Seventh-ranked Auburn (6-0, 3-0 SEC) and No. 12 Arkansas (4-1, 1-1 SEC) will face each other as ranked teams for the first time in the schools’ histories.

Both teams are where they are because of their quarterbacks, who have made their mark in different ways.

Mallett, a 6-foot-6, 238-pound junior, has thrived in coach Bobby Petrino’s quarterback-friendly system by picking apart teams with his strong arm. He leads the SEC in passing yards (349.6), touchdowns (13) and total offense (344.8).

“I’ve been in this conference a long time, and he throws it as good as anybody when he’s on,” Auburn cornerbacks coach Phillip Lolley said.

Newton, a 6-foot-6 250-pound junior, has been one of the most-feared dual threats in the country, thriving in coordinator Gus Malzahn’s up-tempo offense. Newton leads the SEC in rushing (672 yards), pass efficiency (180.73) and touchdowns accounted for (21).

“We have faced big quarterbacks, but not the caliber of the runner that this kid is,” Arkansas defensive coordinator Willy Robinson told the Arkansas News. “This guy is a big tailback that can throw the ball basically. He wants to get it downfield, and, when he does he’s not looking to avoid you. If he’s got you in his sights, he’ll take you. He’s damaged some people.”

It might come down to which defense can keep the damage to a minimum.

Auburn has allowed more passing yards than any team in the league, although the Tigers have done a good job of making teams work for their yardage, having allowed only three pass plays of 25 yards or more.

Arkansas, which ranked last in the SEC in total defense in Petrino’s first two seasons, has turned a corner this year.
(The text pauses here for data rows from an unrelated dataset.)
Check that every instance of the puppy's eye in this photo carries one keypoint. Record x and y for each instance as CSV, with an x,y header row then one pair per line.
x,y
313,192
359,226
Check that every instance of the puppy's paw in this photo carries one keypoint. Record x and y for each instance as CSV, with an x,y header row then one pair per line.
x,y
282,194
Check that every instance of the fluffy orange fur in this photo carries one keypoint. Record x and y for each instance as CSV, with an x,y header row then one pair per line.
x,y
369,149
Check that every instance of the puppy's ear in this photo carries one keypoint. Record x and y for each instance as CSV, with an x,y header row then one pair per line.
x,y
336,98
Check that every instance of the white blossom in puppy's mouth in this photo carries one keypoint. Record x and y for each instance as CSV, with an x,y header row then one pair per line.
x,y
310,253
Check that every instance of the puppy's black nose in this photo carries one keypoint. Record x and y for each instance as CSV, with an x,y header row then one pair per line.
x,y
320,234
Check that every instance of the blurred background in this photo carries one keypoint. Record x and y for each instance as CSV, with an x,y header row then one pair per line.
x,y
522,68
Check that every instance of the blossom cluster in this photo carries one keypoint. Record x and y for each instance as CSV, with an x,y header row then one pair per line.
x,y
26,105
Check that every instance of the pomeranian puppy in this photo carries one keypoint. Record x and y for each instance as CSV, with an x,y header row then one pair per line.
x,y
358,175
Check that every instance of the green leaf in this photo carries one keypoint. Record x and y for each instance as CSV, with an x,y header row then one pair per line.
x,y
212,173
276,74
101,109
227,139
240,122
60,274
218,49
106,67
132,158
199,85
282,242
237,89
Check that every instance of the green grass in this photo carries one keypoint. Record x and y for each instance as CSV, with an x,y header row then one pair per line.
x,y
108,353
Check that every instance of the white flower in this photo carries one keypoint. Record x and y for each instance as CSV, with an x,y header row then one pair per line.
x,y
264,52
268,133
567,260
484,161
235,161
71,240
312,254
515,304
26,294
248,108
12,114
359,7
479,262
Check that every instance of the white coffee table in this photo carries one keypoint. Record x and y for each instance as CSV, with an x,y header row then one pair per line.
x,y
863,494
The Razorbacks are third in the league and 19th nationally in total defense, allowing 302.4 yards per game.

The Hogs have a history of doing well defensively against Malzahn, who was their offensive coordinator in 2006. While at Tulsa in 2008, Malzahn’s offense failed to top 37 points for the first time all season, losing 30-23 to Arkansas.
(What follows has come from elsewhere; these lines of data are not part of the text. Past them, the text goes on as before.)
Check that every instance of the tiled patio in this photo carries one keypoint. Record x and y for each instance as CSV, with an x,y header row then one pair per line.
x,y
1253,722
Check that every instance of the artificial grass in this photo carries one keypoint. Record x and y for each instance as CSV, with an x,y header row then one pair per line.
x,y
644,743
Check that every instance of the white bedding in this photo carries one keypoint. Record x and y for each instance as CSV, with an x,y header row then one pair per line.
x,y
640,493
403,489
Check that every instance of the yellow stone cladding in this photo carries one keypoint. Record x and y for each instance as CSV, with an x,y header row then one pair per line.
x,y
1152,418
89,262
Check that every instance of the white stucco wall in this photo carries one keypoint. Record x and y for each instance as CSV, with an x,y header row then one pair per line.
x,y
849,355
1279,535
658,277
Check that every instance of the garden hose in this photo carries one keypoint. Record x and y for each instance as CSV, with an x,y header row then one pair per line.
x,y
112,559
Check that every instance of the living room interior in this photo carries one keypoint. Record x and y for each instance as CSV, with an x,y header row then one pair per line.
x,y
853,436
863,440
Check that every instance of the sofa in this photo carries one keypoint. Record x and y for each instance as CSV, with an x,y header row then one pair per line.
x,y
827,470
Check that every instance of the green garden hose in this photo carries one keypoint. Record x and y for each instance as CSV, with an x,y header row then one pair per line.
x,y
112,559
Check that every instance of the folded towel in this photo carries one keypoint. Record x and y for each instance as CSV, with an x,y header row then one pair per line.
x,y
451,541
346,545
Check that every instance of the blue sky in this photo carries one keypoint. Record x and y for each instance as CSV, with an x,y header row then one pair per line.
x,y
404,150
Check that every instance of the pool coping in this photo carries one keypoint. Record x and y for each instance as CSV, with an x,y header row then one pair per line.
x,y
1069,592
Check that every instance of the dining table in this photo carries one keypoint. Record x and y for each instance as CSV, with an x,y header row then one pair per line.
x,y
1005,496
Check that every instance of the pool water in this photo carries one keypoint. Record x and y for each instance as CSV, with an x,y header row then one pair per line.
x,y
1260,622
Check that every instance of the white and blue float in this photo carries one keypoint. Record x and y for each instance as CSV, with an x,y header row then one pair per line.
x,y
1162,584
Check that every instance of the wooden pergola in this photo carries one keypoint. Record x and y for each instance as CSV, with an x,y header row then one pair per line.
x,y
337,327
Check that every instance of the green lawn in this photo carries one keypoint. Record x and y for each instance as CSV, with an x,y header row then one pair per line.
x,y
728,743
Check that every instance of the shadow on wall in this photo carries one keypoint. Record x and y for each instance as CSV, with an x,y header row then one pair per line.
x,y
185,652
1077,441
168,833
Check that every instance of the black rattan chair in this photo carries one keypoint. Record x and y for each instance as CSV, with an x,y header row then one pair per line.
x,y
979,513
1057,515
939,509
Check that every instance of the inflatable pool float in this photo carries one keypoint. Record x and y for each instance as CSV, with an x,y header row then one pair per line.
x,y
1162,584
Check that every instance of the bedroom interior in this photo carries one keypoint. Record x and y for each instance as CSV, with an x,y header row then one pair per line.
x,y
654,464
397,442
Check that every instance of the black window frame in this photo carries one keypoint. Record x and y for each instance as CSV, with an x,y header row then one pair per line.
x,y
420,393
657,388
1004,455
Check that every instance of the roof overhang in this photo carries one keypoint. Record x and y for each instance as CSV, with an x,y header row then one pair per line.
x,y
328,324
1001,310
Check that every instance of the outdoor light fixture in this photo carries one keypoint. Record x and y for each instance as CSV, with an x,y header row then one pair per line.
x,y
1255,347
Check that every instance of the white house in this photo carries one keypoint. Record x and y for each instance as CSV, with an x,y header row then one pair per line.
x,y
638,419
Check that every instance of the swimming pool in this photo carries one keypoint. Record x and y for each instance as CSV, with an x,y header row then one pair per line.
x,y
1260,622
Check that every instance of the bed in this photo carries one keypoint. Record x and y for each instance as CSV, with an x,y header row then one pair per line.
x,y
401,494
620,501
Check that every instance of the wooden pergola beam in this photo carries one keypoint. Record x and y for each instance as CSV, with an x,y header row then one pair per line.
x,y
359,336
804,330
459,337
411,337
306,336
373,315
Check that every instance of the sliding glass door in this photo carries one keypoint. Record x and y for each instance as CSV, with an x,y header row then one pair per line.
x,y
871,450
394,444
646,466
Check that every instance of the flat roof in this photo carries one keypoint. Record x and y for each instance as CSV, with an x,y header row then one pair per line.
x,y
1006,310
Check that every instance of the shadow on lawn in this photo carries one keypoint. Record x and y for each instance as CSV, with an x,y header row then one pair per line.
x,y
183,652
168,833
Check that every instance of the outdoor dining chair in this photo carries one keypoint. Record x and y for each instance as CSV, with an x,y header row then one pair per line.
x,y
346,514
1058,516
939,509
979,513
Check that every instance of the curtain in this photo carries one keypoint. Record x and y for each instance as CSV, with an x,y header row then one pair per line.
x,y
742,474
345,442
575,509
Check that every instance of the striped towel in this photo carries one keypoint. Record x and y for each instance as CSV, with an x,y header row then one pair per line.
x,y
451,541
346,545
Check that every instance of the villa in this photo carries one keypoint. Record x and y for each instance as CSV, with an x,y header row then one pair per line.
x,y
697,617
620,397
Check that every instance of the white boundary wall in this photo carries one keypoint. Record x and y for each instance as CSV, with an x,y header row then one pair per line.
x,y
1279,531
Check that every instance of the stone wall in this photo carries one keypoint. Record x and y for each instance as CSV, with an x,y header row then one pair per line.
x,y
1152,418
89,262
Last year, the Razorbacks built a 34-3 lead while Malzahn’s offense struggled to move the chains. Auburn lost 44-23 to fall from the ranks of the unbeatens.

“They played well,” Malzahn said. “We didn’t play well.”

If Auburn makes it a four-quarter game, it could be to its advantage. The Tigers have pulled out four close games this season, all of which have come down to the final quarter or overtime.

The Tigers have allowed three fourth-quarter points in three games against SEC opponents this season.

Arkansas has been out-scored 31-24 in the fourth quarter this season. The Razorbacks failed to score in the final quarter of each of their past two games — a 24-17 win against Texas A&M and a 24-20 loss to Alabama.

“Our guys understand that, certainly in this league, they’re all going to be close,” Auburn head coach Gene Chizik said. “You’ve got to find ways to win at the end.”